Written by Sarah Rutledge, Leadership Giving Assistant at School of the Art Institute of Chicago.
Edited by Sarah Anne Rathbone, Director of Development at DePaul University.
November 3, 2011 Chicago – The 2011 Philanthropy Forecast hosted by the Development Leadership Consortium (DLC) was held Friday, October 21, at the Museum of Contemporary Art. The DLC is a volunteer run professional development organization that mentors new fundraising professionals and engages them throughout their careers. Every other year the DLC hosts a Forecast, bringing together a panel of experts in philanthropy, economics, and fundraising to discuss trends that will shape our industry in the near future.
This year’s event was attended by nearly 200 fundraising and philanthropy professionals. The topic Measurement or Myth: Accountability in Fundraising explored the benefits and shortcomings of outcome-based assessment though a lively discussion with Jason Saul, CEO of Mission Measurement LLC, and Adele Simmons, Vice-Chair and Senior Executive at Chicago Metropolis 2020, moderated by Jamie Phillippe of the Chicago Community Trust.
The conversation began with Mr. Saul’s assertion that there has been a drastic shift in donor motivation. He argues that funders, whether they are corporations, foundations or individuals, no longer want to simply give money to charity, they want to achieve social impact and see real economic value in their investment.
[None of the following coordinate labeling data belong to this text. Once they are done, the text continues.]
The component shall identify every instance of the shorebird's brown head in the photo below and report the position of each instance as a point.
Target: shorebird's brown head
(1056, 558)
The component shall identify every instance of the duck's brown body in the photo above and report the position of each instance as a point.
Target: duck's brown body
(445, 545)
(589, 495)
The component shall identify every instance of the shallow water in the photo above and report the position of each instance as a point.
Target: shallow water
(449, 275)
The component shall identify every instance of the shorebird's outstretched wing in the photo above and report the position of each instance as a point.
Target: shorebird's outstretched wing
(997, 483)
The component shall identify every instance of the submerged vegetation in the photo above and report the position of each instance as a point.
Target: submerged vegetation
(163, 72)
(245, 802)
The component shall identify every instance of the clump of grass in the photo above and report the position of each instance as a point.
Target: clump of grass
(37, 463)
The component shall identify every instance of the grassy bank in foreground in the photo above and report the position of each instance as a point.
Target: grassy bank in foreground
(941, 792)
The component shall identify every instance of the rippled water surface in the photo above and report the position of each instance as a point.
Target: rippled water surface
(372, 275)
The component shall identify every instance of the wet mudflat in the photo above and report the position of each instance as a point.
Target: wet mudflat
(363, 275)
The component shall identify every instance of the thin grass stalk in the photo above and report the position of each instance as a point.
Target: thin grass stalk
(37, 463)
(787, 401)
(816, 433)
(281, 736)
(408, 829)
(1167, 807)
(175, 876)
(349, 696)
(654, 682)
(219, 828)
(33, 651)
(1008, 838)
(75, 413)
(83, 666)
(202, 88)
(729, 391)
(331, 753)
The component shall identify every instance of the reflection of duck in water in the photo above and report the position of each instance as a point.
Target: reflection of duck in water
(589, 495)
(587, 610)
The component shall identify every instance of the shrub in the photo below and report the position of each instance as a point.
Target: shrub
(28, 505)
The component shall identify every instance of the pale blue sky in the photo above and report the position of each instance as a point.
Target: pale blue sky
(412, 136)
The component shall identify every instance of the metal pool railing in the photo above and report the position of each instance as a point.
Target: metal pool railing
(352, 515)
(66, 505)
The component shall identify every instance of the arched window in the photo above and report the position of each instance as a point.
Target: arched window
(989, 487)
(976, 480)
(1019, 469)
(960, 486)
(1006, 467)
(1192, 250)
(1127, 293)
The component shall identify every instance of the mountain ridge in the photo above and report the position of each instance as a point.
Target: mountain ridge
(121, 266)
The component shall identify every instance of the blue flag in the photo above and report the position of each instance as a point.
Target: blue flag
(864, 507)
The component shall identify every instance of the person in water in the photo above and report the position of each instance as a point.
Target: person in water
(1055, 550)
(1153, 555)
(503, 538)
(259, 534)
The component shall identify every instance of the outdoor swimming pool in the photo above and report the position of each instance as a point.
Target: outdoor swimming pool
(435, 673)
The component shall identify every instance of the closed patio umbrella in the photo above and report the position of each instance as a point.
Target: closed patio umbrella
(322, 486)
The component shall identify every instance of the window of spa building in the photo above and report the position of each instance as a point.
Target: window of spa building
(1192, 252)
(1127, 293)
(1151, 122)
Measurement is therefore increasingly important. Non-profit organizations can no longer just have programs; those programs must produce outcomes. In order for non-profits to make a compelling case for support to donors, they must be able to demonstrate the real economic and social impact of their programs. Mr. Saul suggested that non-profits begin to think more like businesses and treat donors like “customers” seeking to purchase social impact.
Presenting the counterpoint, Ms. Simmons pointed out that though data is important, there are dangers in focusing too much on outcomes-based measurement. First, not all outcomes can be measured. Not only that, but sometimes measurements can be misleading. It may be that one is measuring the wrong thing. A program designed to achieve a certain result, but which ends up having a different, positive social impact may be cut because it failed to have the proposed effect.
Further, the focus on measurement often forces charities to pursue only those programs that produce measurable results in a relatively short period. Not all successful programs lend themselves to short- or medium-term measurement. Big change often happens slowly. Large national foundations recognize this and are more willing to take a risk by investing in transformational programs that can’t or won’t produce short-term measurable results. Therefore, Ms. Simmons warned against relying too heavily on measurement in determining success and advised charities not to throw out time-tested methods of evaluation.
While there are hazards in relying too heavily on data alone, measurement is an increasingly vital tool in building a charity’s case for support. However, charities must do more than just measure outcomes; they must market those outcomes to the right donors in a meaningful and convincing way. Fundraisers need to be innovative in combining conventional wisdom with outcomes-based measurement in a way that appeals to donors’ need to see real economic value and demonstrated social impact.
Again, this year’s Philanthropy Forecast provided participants with an insightful look at trends in the fundraising field. The DLC is grateful to program organizers and our generous sponsors including: Event Sponsor the Museum of Contemporary Art, and Friends of the Forecast The Lloyd A. Fry Foundation and Ter Molen, Watkins & Brandt LLC.
For more information about the DLC and its programs please visit www.chicagodlc.org
Jason Saul is CEO of Mission Measurement, LLC, a social impact consulting firm that uses an outcomes-based approach to help corporations, nonprofits and government agencies improve the results of their social initiatives.
Adele Simmons, former President of the John D. and Catherine T. MacArthur Foundation, is now Vice-Chair and Senior Executive at Chicago Metropolis 2020 where she focuses on early childhood education and developing a Climate Action Plan for the city of Chicago.